ASCI cracks whip on crypto promotion

ASCI’s new rules aim to prevent companies from making misleading claims about returns from crypto assets. (Photo: Bloomberg)

NEW DELHI : Advertisements for digital assets must prominently display that trading in them can be “highly risky", and celebrities must do their due diligence before appearing in these ads, the advertising regulator said.

These are among guidelines issued by the Advertising Standards Council of India (ASCI) on Wednesday for all virtual digital assets (VDAs), except currencies.

From 1 April, any ad for a digital asset carried on a print, TV, audio, or digital platform must carry the following warning: “Crypto products and NFTs are unregulated and can be highly risky. There may be no regulatory recourse for any loss from such transactions."

The disclaimer must be prominent and unmissable. Details include rules on the font size, backgrounds, voice overs, captions and use of languages, among other aspects.

ASCI’s new rules aim to prevent companies from making misleading claims about returns from crypto assets to lure investors. The popularity of crypto assets and virtual currencies has also led scammers to promote fraudulent cryptocurrency schemes.

India’s central bank has repeatedly voiced its concerns over the trading of crypto assets, likening it to Ponzi schemes and the Dutch tulip bulb market bubble. While the Reserve Bank of India described the private digital tokens as having no underlying value and being worthless, it plans to launch the digital rupee next fiscal year to promote financial inclusion.

The guidelines also prohibit the use of the words “currency", “securities", “custodian", and “depositories", as consumers associate these with regulated products.

A virtual digital asset is any information, number, token or code that is not a currency and is generated through cryptographic means. They can include NFTs, one-of-a-kind digital assets, without a tangible form, such as a unique digital work of art. ASCI’s guidelines were released after elaborate consultations with the government as well as the digital assets industry against the backdrop of the government proposing a 30% tax on gains made from trades in cryptocurrency.

Cryptocurrency exchanges caught the government’s attention and the ad regulator when they started splurging on advertising during the last season of the Indian Premier League cricket tournament that is widely watched in India.

The ad regulator said no advertisement for VDA products or exchanges may show a minor, or someone who appears to be a minor, directly dealing with the product or talking about the product. Neither can the ads showcase VDA products or VDA trading as a solution to money problems, “personality problems", or carry statements that promise or guarantee profits.

Nothing in the ad should downplay the risks associated with the category, ASCI said. VDA products cannot be compared with any asset class which is regulated.

Keyur Patel, chairman and co-founder of GuardianLink, an NFT marketplace, agreed that crypto as an investment class was more volatile than stocks or real estate.

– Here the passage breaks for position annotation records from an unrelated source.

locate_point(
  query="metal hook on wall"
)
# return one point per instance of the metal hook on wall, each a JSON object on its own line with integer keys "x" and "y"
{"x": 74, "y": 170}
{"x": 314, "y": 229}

“NFT is not a financial asset but a digital one associated with games, entertainment, and art. Its inherent value is either in art or utility. So, the buyer of NFTs doesn’t buy because there are instant gains but their affinity towards celebrities or personalities. Since crypto is purely a trade asset meant for investments, it needs aggressive education to ensure that the expectations of returns for the buyers are not skewed by hype and unrealistic aspirations," he said.